I am sure Garmin would like it that way, but that is simply not the way that certification works. Anyone can seek an approval for an alternate configuration, and Garmin has NO say in the matter. Once a modification is approved (i.e. FAA approved, aka "certified") it is approved, period. Garmin has no authority over this and can't stop anyone from seeking an approval, or from modifying an aircraft per that approval. Approvals can be obtained via STC, Field Approval (aka 337), or via minor alteration. To get an approval you have to show that the mod complies with all regulatory requirements, no different from what Garmin had to do to obtain their own STC in the first place. Just like Mooney, Cessna, Piper, etc. had no say about Garmin getting their STC to modify the original TC'd aircraft configuration, subsequent changes to that certified G500 configuration can be (and obviously, are) approved. Only the FAA can issue or deny an approval. Garmin has nothing to do with it.

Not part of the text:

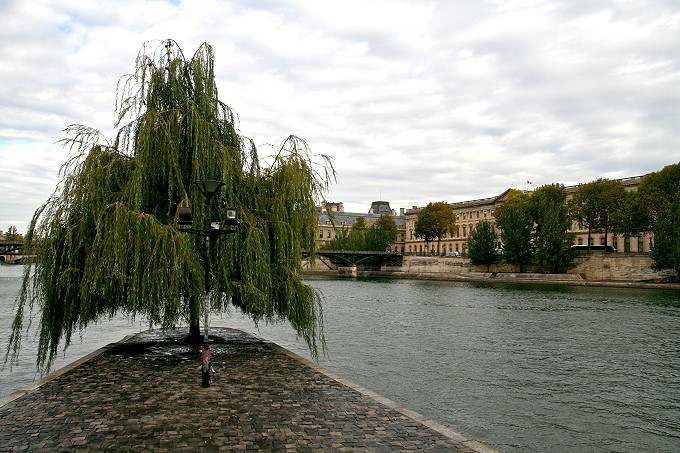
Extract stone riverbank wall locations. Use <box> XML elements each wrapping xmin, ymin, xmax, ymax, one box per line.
<box><xmin>304</xmin><ymin>253</ymin><xmax>676</xmax><ymax>283</ymax></box>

Ok, since there is no relay the potential for failures in 5 of the wire connections, and in the relay, goes away. But, there are still 12 wire connections to the 4 pole double throw switch that remain, and 4 potential points of internal switch failures. Agreed that the odds of this failing at the same time as the G500 is remote, and agreed that your dual power architecture is very good mitigation against total power failures, and agreed that having the backup able to connect to either GPS in the event of a G500 failure is a good redundancy choice. My point, which I guess I didn't make very well, is that these redundancy choices can have an impact on reliability, especially down the road as the wiring ages and the solder joints have gone through countless thermal cycles. Significant ? Probably not. Measurable? Probably so. Look at your electrical system as an example. I'm guessing you go through twice as many alternator failures and battery replacements as I do on my 231. You are also twice as likely to not experience a full electrical generation or power failure in flight as I am. Redundancy and reliability tend to have an inverse relationship. No worries though, Garmin will probably "fix" all this wiring and mechanical switch nonsenses with their next gen G700 wireless avionics architecture that seamlessly connects all onboard avionics systems using a proprietary, encrypted 802.11n dual band link, which can be controlled by a multifunction touchpad controller from Apple. Cheers!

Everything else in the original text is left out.